Con le immagini abbiamo trovato il modo di prolungare certe temporalità, non solo in modo memoriale, ma anche in modo proiettivo e progettuale. Le immagini non toccano solamente il dominio del percettivo o del cognitivo, poiché non riguardano più solamente il rapporto tra un soggetto e il mondo. Il visivo attuale ha moltiplicato entrambi. Si è estesa, così, anche un’altra dimensione del visivo, quella forse meno evidente, cioè quella politica. Secondo Bruno Latour, i primi processi di visualizzazione, dedicati alla realizzazione di mappe, concettualizzano compiutamente l’oggetto come qualcosa “che ha le proprietà di essere sia mobile ma anche immutabile, presentabile, leggibile e combinabile con un altro”. La conoscenza attraverso la visualizzazione sarà sempre una raccolta/campionatura per permettere di dislocare gli oggetti dai progetti, creando una distanza politica tra i due capi dell’azione. Nel suo Visualization and Cognition: Drawing Things Together, Latour sottolinea questa prospettiva politica che accompagna i processi di visualizzazione, affermando che “un nuovo interesse nella Verità non proviene da una nuova visione, ma dalla stessa vecchia visione applicata a nuovi oggetti visibili in grado di mobilitare in modo diverso lo spazio e il tempo”. Dobbiamo tenerlo bene a mente: i processi di visualizzazione e di ricomposizione delle immagini, che spesso vengono descritti come puramente estetici, nascondono, al di sotto della soglia del visibile, la loro poderosa valenza politica.

In modo controintuitivo, l’eccesso di visibilità rende invisibile il politico, che però tende a riemergere ai margini del visivo, nell’oscurità e nei fantasmi (come già ci ha indicato Jacques Derrida, quando afferma che ‘sarà necessario imparare dagli spiriti, anche e specialmente se questo, lo spettrale, non esiste’). Potrebbe tornare utile, allora, considerare, simmetricamente, l’estetica come disciplina politica, data la sua propensione all’indagine sul valore delle immagini.

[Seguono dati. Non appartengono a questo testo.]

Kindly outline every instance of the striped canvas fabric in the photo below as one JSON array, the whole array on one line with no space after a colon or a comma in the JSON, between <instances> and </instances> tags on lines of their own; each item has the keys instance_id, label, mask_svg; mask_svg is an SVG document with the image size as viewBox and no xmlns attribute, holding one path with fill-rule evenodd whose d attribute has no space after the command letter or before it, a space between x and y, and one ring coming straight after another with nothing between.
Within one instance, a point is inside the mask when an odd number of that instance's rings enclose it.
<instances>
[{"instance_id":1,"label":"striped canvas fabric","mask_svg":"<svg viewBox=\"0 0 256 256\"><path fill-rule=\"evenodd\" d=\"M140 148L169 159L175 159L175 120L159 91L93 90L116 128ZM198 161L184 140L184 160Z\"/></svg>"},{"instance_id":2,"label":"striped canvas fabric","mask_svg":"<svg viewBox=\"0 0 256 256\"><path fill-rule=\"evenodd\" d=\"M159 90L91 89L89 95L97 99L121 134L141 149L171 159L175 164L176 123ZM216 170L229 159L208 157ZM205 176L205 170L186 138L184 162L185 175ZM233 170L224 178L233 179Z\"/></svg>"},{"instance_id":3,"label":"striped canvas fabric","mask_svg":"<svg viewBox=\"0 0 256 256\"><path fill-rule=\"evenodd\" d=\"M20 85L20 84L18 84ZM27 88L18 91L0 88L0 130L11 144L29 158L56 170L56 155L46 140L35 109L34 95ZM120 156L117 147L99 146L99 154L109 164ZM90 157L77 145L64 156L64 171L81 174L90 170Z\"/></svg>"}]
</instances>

Poiché gli oggetti (visivi) esercitano la loro funzione di accentramento del potere grazie alla loro propensione alla composizione, allora il design sarà obbligato a includere nei propri processi anche altre linee di enunciazione, altre serie funzionali, altre discipline. Il design sarà obbligato a tradire il suo essere subordinato all’obbiettività dell’ingegneria e alla dualità forma/funzione, ricostituendosi attorno alla sua capacità meno considerata: il riuscire a trattenere insieme gli oggetti, attraverso l’estetica. Purtroppo, avendo a che fare con l’invisibile e i suoi fantasmi, il design dovrà occuparsi, anche, di quella zona franca che è sempre più presente tra i frammenti del possibile. Molte delle configurazioni del possibile, disperse caoticamente in questa zona, recano traccia dei processi di estrazione e disaggregazione dei vecchi enunciati, ridotti in pezzi da poter ricomporre liberamente. Per questo dovremo dedicare, nella terza parte della nostra indagine, una riflessione focalizzata su questo processo, che riguarda specificamente la costruzione dei dataset, componenti fondamentali delle modalità di generazione (di testi e immagini) ad opera delle IA.